By Lea Guedj
ORLEANS, France (Reuters) – Christophe Desportes-Guilloux is old enough to remember a time, decades ago, when French police would raid nightclubs and detain people like him for being gay.
Those times have gone but they left a legacy: a deficit of trust between police and France’s LGBT+ community which means that, today, some people are reluctant to go to the police when they are victims of attacks linked to their sexual identity.
Desportes-Guilloux, 56, has made it his mission to fix that problem, by going into police stations and training officers in how to handle reports of crime from LGBT+ people.
“There are still many LGBT people who fear people in uniform,” he said outside the police headquarters in the central French city of Orleans, where he delivered a training session for officers.
“The idea is to improve the relationship between police officers and citizens,” said Desportes-Guilloux, who represents an LGBT+ association called GAGL45.
According to French interior ministry data, in 2020 police recorded 1,590 victims of crimes classified as homophobic or transphobic.
But that is an incomplete picture. A study by the ministry found that in the period 2012-2018, only 20% of people who were victims of anti-LGBT threats or violence filed a report with the police.
“We wondered why, and we heard two different kinds of answers,” said Desportes-Guilloux. “People telling us: ‘It’s because police officers don’t give us a good reception,’ and others saying: ‘Because I don’t dare to go file a complaint’.”
“So the idea for us is to create a link between those who may need to file a complaint and the police officers who receive the complaints.”
To date, his association has carried out about 10 training sessions for police. At the Orleans police headquarters, Desportes-Guilloux stood in front of an audience of around 30 officers who work in the department that receives reports of crime from citizens.
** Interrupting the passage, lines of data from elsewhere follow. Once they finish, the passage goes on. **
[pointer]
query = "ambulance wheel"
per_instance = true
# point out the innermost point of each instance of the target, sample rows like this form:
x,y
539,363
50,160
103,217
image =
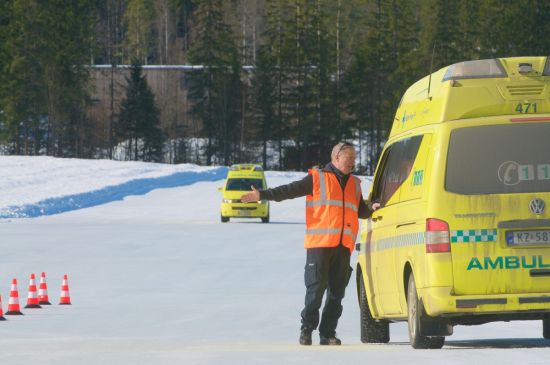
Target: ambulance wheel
x,y
546,328
416,316
372,331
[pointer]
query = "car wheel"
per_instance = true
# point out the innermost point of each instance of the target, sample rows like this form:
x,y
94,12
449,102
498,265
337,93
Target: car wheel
x,y
372,331
416,316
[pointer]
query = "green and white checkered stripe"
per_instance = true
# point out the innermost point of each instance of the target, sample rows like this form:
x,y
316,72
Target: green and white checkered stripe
x,y
474,235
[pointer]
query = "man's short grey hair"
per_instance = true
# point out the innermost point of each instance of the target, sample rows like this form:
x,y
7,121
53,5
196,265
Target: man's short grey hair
x,y
339,147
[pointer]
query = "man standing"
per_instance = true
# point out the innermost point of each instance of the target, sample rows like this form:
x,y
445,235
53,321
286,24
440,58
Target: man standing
x,y
334,204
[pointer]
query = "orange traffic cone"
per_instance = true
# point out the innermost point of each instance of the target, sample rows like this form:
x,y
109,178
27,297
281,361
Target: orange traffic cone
x,y
13,304
1,311
32,298
43,291
65,298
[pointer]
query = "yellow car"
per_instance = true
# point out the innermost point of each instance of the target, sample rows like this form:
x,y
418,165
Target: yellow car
x,y
462,236
239,180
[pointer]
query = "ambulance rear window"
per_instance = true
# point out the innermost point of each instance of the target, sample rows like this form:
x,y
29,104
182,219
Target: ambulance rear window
x,y
243,184
499,159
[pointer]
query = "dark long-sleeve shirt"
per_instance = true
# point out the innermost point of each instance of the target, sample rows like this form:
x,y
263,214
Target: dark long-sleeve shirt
x,y
304,187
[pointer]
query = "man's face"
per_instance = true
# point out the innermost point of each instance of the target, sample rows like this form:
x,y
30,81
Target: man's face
x,y
345,161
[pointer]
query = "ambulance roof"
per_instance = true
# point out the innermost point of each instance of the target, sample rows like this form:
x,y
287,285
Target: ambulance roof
x,y
479,88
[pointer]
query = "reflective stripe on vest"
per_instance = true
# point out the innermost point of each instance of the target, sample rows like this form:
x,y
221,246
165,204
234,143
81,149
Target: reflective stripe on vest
x,y
332,214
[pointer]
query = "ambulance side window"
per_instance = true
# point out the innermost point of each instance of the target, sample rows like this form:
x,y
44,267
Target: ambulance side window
x,y
395,168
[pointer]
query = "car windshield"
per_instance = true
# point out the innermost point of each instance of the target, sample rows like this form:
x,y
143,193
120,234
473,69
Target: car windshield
x,y
243,184
499,159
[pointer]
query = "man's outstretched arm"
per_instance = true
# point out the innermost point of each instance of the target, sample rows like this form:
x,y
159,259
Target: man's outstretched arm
x,y
289,191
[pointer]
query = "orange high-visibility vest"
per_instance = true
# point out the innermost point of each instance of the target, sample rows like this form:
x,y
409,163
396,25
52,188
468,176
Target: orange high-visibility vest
x,y
332,214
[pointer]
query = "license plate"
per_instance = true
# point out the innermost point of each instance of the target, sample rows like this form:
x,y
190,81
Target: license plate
x,y
535,237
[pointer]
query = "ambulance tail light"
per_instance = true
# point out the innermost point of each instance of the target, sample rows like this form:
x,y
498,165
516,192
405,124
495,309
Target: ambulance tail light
x,y
437,236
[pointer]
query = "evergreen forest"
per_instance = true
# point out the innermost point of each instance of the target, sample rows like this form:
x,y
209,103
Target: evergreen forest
x,y
275,82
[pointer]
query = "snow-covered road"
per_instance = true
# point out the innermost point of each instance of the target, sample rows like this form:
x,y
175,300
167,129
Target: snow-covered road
x,y
157,279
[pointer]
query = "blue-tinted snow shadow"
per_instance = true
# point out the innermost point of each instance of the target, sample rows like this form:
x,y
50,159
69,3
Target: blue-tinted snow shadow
x,y
110,193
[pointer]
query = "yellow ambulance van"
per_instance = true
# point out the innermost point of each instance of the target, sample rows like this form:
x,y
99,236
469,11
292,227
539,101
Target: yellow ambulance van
x,y
463,233
239,179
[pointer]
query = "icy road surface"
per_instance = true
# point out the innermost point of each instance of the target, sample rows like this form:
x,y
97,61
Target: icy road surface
x,y
157,279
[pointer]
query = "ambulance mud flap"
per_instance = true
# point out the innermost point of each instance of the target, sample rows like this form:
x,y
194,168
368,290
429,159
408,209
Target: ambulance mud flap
x,y
432,326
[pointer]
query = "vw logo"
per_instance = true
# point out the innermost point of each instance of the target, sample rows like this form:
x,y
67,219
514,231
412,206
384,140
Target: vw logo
x,y
537,206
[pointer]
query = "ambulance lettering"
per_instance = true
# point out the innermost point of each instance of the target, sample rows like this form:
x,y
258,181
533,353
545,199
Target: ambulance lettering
x,y
508,262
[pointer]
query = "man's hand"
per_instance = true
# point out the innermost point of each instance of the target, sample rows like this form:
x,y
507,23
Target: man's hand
x,y
253,196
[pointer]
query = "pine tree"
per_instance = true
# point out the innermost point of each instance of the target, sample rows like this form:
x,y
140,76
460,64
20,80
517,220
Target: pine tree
x,y
139,37
138,123
215,90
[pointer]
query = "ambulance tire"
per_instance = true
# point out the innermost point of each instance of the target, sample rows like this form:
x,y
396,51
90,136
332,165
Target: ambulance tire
x,y
416,315
372,331
546,328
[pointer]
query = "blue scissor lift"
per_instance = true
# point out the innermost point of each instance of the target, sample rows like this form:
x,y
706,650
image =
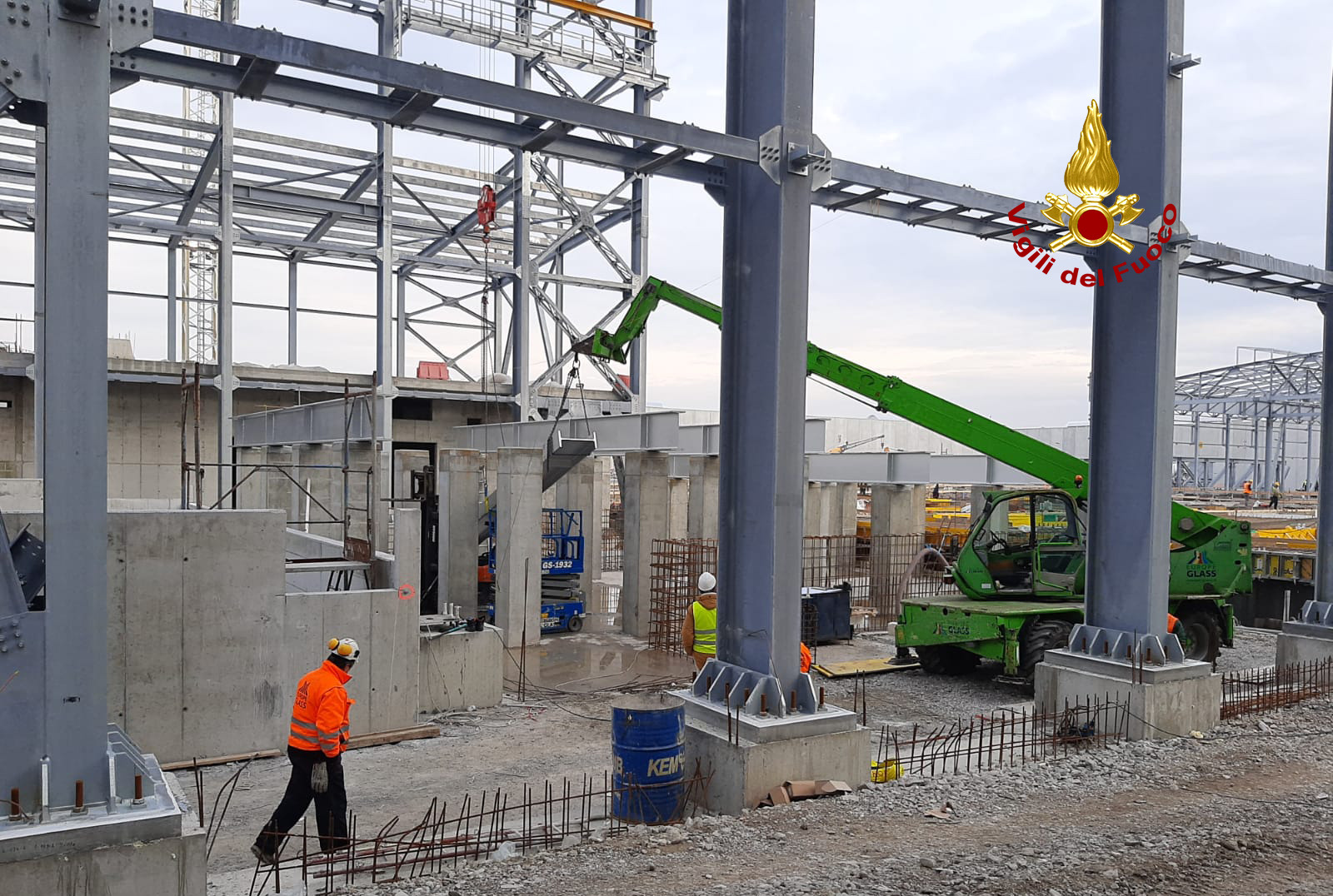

He guided the officers through the different types of sexual orientation and sexual identities they could encounter in society and the vocabulary used to describe them. And he briefed them on the kind of crimes to which LGBT+ people are especially vulnerable.
One of the officers listening was Maryline Francois, a major in charge of the department.
The training, she said, “allows us to identify the victim, to know who we are talking to, in order to adapt our speech to what this person feels.”
“It is a lot about victims’ sensibility and perception, which we must adapt to.”